Вот почему, когда Мешалкин участливо обратился к нему, Захар, не замечая, что плачет, поведал свою историю.
При упоминании Зубаря Герман отвел его подальше от людей. Но Захар быстро пришел в себя и отчужденно спросил, что надо постороннему.
Мешалкин уже догадался: Илья и бледнолицый как-то связаны друг с другом, и без утайки сказал об этом.
— Илья, такой… лохматый?
— Патлатый, — подтвердил Герман, предложив Захару пойти к нему.
По дороге Мешалкин купил съестного и, пока не приготовил яичницу с колбасой, ни о чем не спрашивал Захара. Тот, хотя и в расстройстве, ел все за милую душу.
Но когда Герман все же поинтересовался, с чего тому взбрело в голову переться в милицию, встал из-за стола.
— Кто тебе приказал следить за мной?
Герман успокоил Рычнева, упомянув о церкви в Журавской.
— Тебя сам Бог послал ко мне, — широко раскрыл глаза Захар. — Я молился в безысходности.
— Но покушались на тебя после молитвы.
— Они не остановятся ни перед чем… Они…
— По крайней мере один из них утром был здесь.
— Ты имеешь в виду Лохматого?.. Значит, он откололся от Зубаря, — приободрился Рычнев.
— Меня он почти убедил в этом.
— Зубарь… гад ползучий… на нем кровь.
Спотыкаясь на каждом слове от волнения, Захар без утайки рассказал, что произошло на озере.
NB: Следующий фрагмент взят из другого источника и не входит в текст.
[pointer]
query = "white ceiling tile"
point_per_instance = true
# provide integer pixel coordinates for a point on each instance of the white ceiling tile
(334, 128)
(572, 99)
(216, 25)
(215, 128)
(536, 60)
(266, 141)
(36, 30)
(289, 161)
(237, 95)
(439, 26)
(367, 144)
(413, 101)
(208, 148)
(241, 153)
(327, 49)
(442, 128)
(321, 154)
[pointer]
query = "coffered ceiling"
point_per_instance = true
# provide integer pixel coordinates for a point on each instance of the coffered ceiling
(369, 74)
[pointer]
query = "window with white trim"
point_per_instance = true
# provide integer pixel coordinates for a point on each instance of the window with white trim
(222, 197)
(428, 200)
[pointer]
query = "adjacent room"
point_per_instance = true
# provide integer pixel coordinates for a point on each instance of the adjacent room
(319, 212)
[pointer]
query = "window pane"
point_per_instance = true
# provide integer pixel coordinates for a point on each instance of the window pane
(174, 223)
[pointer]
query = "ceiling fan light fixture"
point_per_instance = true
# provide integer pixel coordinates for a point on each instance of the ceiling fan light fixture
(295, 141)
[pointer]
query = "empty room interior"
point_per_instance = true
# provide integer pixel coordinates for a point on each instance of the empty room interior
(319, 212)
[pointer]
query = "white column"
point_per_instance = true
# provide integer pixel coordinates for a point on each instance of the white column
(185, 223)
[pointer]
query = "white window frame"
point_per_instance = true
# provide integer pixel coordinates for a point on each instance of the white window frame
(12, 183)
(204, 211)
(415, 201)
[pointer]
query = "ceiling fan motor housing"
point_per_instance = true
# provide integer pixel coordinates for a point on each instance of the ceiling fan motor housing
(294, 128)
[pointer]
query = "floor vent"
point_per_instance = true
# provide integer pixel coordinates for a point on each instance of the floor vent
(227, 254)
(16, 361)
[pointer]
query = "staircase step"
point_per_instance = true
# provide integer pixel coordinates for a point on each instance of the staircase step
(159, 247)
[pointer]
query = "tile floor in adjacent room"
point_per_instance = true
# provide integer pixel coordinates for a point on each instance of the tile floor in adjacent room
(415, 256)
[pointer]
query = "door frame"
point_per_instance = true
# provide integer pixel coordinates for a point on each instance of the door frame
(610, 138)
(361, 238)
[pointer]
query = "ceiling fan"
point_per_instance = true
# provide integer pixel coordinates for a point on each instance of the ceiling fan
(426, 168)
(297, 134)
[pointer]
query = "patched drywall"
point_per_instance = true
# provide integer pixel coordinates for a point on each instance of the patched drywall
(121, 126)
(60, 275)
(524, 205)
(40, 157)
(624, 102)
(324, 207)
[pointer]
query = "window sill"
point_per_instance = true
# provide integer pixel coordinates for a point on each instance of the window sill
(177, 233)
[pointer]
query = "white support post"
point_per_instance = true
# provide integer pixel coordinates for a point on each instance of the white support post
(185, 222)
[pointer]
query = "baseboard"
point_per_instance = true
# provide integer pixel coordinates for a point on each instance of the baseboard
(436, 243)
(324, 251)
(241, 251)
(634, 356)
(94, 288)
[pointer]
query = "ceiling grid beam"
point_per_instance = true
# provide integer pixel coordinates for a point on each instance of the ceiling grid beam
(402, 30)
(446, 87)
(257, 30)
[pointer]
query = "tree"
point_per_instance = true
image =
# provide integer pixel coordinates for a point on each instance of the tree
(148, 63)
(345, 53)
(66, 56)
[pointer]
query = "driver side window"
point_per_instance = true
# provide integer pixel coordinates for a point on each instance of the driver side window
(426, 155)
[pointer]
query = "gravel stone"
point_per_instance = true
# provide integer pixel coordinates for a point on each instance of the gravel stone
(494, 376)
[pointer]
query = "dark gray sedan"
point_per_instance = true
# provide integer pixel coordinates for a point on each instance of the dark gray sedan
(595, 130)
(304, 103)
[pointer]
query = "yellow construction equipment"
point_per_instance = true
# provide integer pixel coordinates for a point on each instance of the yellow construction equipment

Герман, много чего повидав на своем веку, старался не встречаться с ним взглядом, зная, что парню уже ничем не поможешь.
Укорил себя и за лишнее сочувствие чужому человеку. Беду Захара он не станет взваливать не себя.
Словно догадавшись, Захар нервно всхлипнул:
— Кроме милиции, мне негде искать защиты.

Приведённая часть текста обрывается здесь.